Frequently Asked Questions

Which HoldRite product families are most strategic for first EPDs?

Pipe supports and brackets, cast‑in firestop sleeves, and one flagship firestop sealant. These are high‑volume items with frequent substitutions, so a published EPD removes friction at spec time.

Do competitors in pipe supports really have EPDs today?

Yes. Walraven states 39 clamp products now carry EPDs (Walraven, 2025). MÜPRO has an EPD for galvanized support channels that frequently substitute into similar scopes (MÜPRO, 2025).

What credible sources can specifiers cite for piping EPDs paired with supports?

Steel Tube Institute hosts industry‑average EPDs that include ASTM A795 fire protection pipe among others (Steel Tube Institute, 2025).
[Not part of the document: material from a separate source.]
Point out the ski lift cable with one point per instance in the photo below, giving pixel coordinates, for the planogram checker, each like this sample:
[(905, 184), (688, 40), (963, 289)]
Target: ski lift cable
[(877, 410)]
Wheatland publishes EPDs for fabricated fire sprinkler pipe that are easy to download (Wheatland, 2025).

Does LEED require new EPDs every time PCRs update?

No. When a PCR expires, the next renewal cycle should use the updated PCR. In the meantime, a valid Type III, third‑party‑verified EPD remains acceptable within its stated validity window.

What if a category lacks a perfect PCR fit?

Many program operators provide construction‑products PCRs that work as a fallback. A strong LCA partner will benchmark competitor PCR choices and steer to the most accepted route.